I implemented a multi-scale feature extractor which checks 7 different scales of images. It picks a random set of features from each scale to add to the negative training samples.

Run detector

There are two possible detectors: the normal SVM and also a feedforward neural network. I wanted to compare the two methods to see if a non-linear classifier can improve on the SVM.

Evaluation

SVM classifier

Objective Performance

Objectively the classifier does pretty decently. The precision is relatively high, but probably not good enough to be a useful face detector in real applications. What's remarkable is that the highly positive HOG features create a very convincing outline of a face. Edges that are not at all face-shaped are given very negative weights. Vertical edges in particular seem to be very unface-like.

Subjective Performance

Best Matches

Holistically, some of the best matches were the images with a single face. This makes intuitive sense since the training set were very similar to these images.

Worst Matches

Noisy or busy images had a lot of false-positives. Sharp lines that correspond to faces can fool the SVM. And unfortunately, despite the detector working well on single faces it still misses some. The picture of Aubrey's face has been particularly challenging to find, partly because it is a large image and requires a large scale detector.

Interesting Matches

The Deep Space 9 image is interesting, because the face detector successfully matches the alien's face. It is also good at detecting roundly drawn faces, but not square robots. In the cards picture it found the Queen's faces, but not the King's. The detector also seems to almost perfectly detect letters as seen in the Police album, despite being trained on faces.

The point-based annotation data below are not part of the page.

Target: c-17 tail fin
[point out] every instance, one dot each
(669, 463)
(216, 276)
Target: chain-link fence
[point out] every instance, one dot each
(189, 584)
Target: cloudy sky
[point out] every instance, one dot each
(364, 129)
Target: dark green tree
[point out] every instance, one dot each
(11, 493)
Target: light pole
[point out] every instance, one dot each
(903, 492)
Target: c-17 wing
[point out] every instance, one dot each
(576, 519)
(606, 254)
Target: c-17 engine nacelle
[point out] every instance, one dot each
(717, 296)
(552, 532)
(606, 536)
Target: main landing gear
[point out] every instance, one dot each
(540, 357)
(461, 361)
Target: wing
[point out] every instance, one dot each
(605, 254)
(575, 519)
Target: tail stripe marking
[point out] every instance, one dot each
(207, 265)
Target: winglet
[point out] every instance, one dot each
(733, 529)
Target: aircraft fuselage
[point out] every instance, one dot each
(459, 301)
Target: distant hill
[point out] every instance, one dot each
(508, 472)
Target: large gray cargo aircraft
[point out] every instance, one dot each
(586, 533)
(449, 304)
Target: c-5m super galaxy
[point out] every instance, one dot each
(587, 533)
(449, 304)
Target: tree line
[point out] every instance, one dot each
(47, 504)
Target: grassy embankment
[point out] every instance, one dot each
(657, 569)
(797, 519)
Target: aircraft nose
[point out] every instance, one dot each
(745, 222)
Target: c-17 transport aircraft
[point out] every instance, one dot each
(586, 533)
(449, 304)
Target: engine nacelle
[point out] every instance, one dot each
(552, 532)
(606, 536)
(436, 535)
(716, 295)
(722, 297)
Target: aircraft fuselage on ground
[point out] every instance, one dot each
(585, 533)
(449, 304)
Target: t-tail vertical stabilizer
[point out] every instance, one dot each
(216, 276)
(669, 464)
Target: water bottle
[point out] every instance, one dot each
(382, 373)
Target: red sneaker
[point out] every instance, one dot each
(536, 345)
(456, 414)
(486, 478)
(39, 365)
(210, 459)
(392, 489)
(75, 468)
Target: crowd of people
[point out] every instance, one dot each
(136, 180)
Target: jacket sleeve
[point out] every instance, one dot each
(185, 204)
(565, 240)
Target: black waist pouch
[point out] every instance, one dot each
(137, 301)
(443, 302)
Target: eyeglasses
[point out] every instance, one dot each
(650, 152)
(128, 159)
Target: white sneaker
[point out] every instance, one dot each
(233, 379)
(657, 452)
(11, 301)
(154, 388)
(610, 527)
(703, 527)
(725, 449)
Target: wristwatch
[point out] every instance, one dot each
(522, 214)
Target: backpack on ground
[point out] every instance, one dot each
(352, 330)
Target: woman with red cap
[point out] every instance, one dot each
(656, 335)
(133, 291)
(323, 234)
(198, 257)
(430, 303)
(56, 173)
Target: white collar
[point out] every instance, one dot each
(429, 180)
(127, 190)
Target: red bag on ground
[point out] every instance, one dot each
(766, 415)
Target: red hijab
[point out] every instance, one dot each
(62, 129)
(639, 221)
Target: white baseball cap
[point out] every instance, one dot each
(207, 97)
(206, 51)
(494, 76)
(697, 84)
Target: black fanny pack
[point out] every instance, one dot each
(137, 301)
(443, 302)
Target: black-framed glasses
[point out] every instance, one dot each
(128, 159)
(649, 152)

Increasing the number of negative samples

By tripling the number of negative samples from 10,000 to 30,000 precision increased slightly:
Without glasses, the HOG features look kind of like a skull with its mouth open.

Decreasing the threshold

By keeping the number of negative training samples the same and decreasing the threshold from 0.0 to -0.2, the precision goes up even more. This is likely because some faces are close to the SVM boundary, so they get misclassified easily.

Neural Networks

To compare the SVM to a nonlinear classifier, I trained a feedforward neural network with two hidden layers: 100 nodes and 10 nodes respectively.

Objective Performance

Surprisingly the neural network performed worse. I believe this could be due to insufficient training data. The SVM performs well on small amounts of data, but a neural network needs more to be effective. The neural network is also more prone to over-fitting, which could cause lower accuracy on the testing set.

Subjective Performance

Best Matches

The best matches are still single faces. This is very likely because the testing data closely resembles the positive training data.

Worst Matches

These matches are particularly bad because of the large number of false positives. Once again the Audrey Hepburn photo gets unrecognized. The number of scales I have are not big enough to capture it. You can see in some of the pictures it is identifying totally empty space as a face.

Interesting Matches

Interestingly, the neural network gets all of the faces in the cards... but also a lot of non-faces. It also recognizes drawn images and in the "DOORS" text it finds almost perfectly all of the letters in the text.